You sent me to hell, but it’s time for me to go home. It’s time for my siblings to have their sister back. They don’t really like you, and I like them more than you. So it’s time for you to go. It’s time for my parents to have their daughter back. They’ve seen me at my weakest, at my strongest, and they have loved me through it all. You only love me at my weakest, and that’s something I can’t maintain. They hate you, and it’s time to make them proud. It’s time for my boyfriend to have the girl he sees most of the time, all of the time. He may not know me without you, but I do, and that’s who I want him to know. It’s time for me to have me back. It’s time for me to love me, unlike the way you “love” me. I’ve had my fill of abusive relationships, and I’m ready to be without you. I do not need you.

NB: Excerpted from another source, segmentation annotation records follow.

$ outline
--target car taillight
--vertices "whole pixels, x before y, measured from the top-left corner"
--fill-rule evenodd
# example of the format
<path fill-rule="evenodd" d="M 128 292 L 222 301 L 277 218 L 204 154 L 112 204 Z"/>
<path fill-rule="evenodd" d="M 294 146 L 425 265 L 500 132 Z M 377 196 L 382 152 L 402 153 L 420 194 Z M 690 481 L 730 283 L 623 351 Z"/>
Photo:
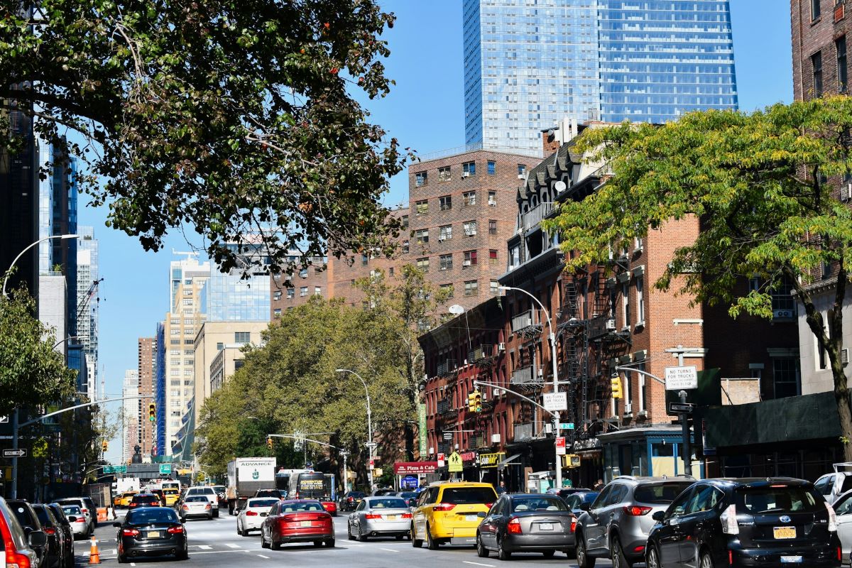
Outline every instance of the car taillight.
<path fill-rule="evenodd" d="M 831 505 L 828 504 L 828 502 L 823 502 L 826 503 L 826 508 L 828 509 L 828 531 L 829 532 L 837 532 L 837 531 L 838 531 L 838 515 L 837 515 L 836 513 L 834 513 L 834 509 L 832 508 Z"/>
<path fill-rule="evenodd" d="M 641 517 L 650 512 L 650 507 L 642 507 L 642 505 L 628 505 L 625 508 L 625 513 L 631 517 Z"/>
<path fill-rule="evenodd" d="M 740 525 L 737 523 L 737 506 L 728 505 L 728 508 L 719 515 L 722 522 L 722 531 L 726 535 L 739 535 Z"/>

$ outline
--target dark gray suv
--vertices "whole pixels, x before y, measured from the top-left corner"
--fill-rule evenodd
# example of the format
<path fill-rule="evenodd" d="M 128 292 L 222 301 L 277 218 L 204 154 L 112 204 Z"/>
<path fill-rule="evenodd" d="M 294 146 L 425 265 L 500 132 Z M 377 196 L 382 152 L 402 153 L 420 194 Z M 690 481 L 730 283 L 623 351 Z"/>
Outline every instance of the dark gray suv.
<path fill-rule="evenodd" d="M 652 515 L 669 504 L 695 479 L 676 475 L 613 479 L 591 503 L 583 503 L 577 519 L 577 564 L 592 568 L 599 558 L 613 568 L 629 568 L 644 561 L 645 542 L 655 522 Z"/>

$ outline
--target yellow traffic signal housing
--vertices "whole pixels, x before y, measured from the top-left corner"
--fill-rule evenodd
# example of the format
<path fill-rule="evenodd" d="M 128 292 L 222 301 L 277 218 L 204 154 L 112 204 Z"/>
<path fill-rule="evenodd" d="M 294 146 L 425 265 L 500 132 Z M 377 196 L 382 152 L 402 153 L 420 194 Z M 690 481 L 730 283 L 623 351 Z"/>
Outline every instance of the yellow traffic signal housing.
<path fill-rule="evenodd" d="M 621 390 L 621 376 L 616 375 L 612 378 L 612 390 L 613 399 L 624 398 L 624 393 Z"/>

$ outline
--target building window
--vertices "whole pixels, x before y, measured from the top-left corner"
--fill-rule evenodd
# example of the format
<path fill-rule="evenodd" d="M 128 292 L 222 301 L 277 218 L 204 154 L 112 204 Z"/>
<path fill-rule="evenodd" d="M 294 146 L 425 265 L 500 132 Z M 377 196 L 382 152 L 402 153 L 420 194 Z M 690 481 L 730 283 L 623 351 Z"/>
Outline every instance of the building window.
<path fill-rule="evenodd" d="M 776 399 L 797 396 L 799 393 L 798 359 L 796 357 L 773 359 L 772 379 Z"/>
<path fill-rule="evenodd" d="M 464 266 L 472 267 L 476 264 L 476 251 L 475 250 L 465 250 L 464 251 Z"/>
<path fill-rule="evenodd" d="M 838 92 L 845 93 L 849 71 L 846 68 L 846 36 L 834 42 L 838 50 Z"/>
<path fill-rule="evenodd" d="M 810 65 L 814 70 L 814 96 L 822 96 L 822 52 L 817 51 L 810 56 Z"/>

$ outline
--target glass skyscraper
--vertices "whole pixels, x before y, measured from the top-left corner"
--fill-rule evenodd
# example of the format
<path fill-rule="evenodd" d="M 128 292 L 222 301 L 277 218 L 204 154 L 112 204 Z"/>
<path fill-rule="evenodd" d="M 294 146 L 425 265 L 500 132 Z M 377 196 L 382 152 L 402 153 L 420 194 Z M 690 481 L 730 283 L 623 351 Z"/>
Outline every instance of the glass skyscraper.
<path fill-rule="evenodd" d="M 728 0 L 464 0 L 463 26 L 469 144 L 737 108 Z"/>

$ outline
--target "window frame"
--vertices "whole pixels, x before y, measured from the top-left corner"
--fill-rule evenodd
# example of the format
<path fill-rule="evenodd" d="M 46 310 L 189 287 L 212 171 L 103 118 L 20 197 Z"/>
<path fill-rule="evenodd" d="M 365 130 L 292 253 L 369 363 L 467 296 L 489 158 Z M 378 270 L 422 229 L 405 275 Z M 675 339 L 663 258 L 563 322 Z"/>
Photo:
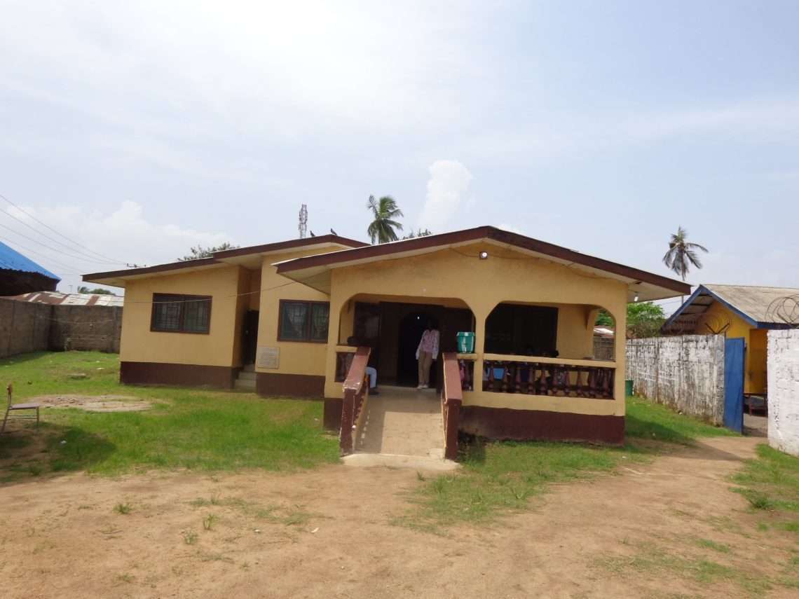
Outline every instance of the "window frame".
<path fill-rule="evenodd" d="M 283 335 L 283 306 L 286 303 L 304 303 L 308 308 L 308 318 L 305 323 L 305 330 L 303 331 L 302 339 L 292 339 Z M 328 335 L 324 339 L 312 339 L 311 337 L 312 321 L 313 319 L 313 307 L 324 306 L 328 308 Z M 327 343 L 330 336 L 330 302 L 320 302 L 312 300 L 280 300 L 277 307 L 277 340 L 294 343 Z"/>
<path fill-rule="evenodd" d="M 169 298 L 169 299 L 165 299 Z M 184 307 L 188 302 L 192 301 L 208 301 L 208 326 L 205 331 L 193 331 L 185 328 L 185 310 Z M 156 309 L 159 304 L 174 302 L 178 303 L 180 310 L 177 315 L 178 328 L 159 328 L 156 326 Z M 153 293 L 153 307 L 150 310 L 150 332 L 153 333 L 188 333 L 189 335 L 210 335 L 211 334 L 211 311 L 213 298 L 212 296 L 193 296 L 185 293 Z"/>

I will probably see you around. You’ll wave to me in the grocery store and tell me to turn the container so I can see the label. You’ll poke my fat as I study and tell me that there are more important things. You’ll watch me as I workout, laughing. You’ll see me out with my friends and try to pull me away. Sometimes, you might win. You might. But you need to know that your losses are beginning to outweigh your wins. Your shackles are loosening, and I’m preparing to break free.
I know you won’t let me go without a fight, without a battle, but seven years of you has made me strong. Seven years of doctors, needles, therapy, and abuse have made me resent you. So just know, old “friend”—we’re done. And you’ll need to accept that.